Hi


I'm following the how-to guide on making a dynamic map, and trying to get it to work with a different dataset. By the way, the new guides and documentation are great and very helpful!


My script works fine with the original dataset, but instead of a nice gridded map it shows a map with blue contours when I use another dataset. In the how-to guide there is a note saying that "If you pass a data array with no name or a non-CDM name, a default blue contour line map will be returned", so perhaps this is to be expected. 


My question is, how to deal with this issue? I've tried to update the attributes and name of my dataset, but to no avail, it still plots as blue contours. Even renaming the data array to give it the same name as the data in the example ('tas') doesn't help, suggesting it is not just a matter of the name being non-CDM. Exactly what attributes would I need to change for my data to be sufficiently CDM-compliant so that it would plot as a grid? 
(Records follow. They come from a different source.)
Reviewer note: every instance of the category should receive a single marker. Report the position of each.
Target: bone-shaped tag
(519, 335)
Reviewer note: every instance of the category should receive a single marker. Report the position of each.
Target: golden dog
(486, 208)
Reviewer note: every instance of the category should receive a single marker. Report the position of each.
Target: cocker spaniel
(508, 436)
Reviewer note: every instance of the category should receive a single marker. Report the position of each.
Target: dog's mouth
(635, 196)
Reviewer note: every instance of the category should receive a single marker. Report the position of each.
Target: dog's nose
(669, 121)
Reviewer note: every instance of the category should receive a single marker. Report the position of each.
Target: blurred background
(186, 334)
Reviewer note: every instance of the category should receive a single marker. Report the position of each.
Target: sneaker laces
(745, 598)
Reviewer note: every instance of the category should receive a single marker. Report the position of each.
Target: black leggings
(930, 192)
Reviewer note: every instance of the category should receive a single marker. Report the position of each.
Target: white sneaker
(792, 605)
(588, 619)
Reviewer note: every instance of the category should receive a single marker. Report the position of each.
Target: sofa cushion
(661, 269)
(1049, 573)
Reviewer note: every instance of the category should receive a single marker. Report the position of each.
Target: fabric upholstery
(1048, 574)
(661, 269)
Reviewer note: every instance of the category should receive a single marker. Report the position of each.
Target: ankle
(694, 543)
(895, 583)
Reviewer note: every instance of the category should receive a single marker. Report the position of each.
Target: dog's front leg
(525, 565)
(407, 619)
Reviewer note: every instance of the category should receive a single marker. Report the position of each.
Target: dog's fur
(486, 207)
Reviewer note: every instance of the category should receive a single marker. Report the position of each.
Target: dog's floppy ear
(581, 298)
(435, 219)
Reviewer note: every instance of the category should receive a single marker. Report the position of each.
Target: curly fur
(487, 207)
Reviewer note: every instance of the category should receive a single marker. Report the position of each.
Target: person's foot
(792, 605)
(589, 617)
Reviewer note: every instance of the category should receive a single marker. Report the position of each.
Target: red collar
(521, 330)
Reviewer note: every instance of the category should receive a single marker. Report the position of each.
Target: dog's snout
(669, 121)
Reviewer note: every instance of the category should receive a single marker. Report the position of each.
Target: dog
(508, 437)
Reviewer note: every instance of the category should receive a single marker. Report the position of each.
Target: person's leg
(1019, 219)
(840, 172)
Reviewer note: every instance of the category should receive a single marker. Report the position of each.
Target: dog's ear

This is my script with the output of the print statement below.


import cdstoolbox as ct

# Initialise the application
@ct.application(title='Dynamic map', fullscreen=True)
@ct.output.livemap()
def application():
    # Retrieve full resolution temperature data for a single date
    data = ct.catalogue.retrieve(
        'sis-agrometeorological-indicators',
        {
            'variable': '2m_temperature',
            'statistics': 'day_time_maximum',
            'year': '2018',
            'month': '07'
        }
    )
    
    # Plot temperature as a layer on a dynamic map
    print(data)
    plot = ct.livemap.plot(data)

    return plot

Output:

<xarray.DataArray 'tasmax' (time: 31, lat: 1801, lon: 3600)>
dask.array<xarray-tasmax, shape=(31, 1801, 3600), dtype=float32, chunksize=(31, 1801, 3600), chunktype=numpy.ndarray>
Coordinates:
  * time     (time) datetime64[ns] 2018-07-01 2018-07-02 ... 2018-07-31
  * lon      (lon) float64 -180.0 -179.9 -179.8 -179.7 ... 179.7 179.8 179.9
  * lat      (lat) float64 -90.0 -89.9 -89.8 -89.7 -89.6 ... 89.7 89.8 89.9 90.0
Attributes:
    long_name:             Maximum temperature at 2 meter (06-18LT)
    units:                 K
    temporal_aggregation:  Max 06-18LT
    standard_name:         air_temperature
    comment:               maximum near-surface (usually, 2 meter) air temper...
    type:                  real


Many thanks for any pointers!

Rutger


5 Comments

  1. Dear Rutger,

    I am glad you are appreciating the new documentation.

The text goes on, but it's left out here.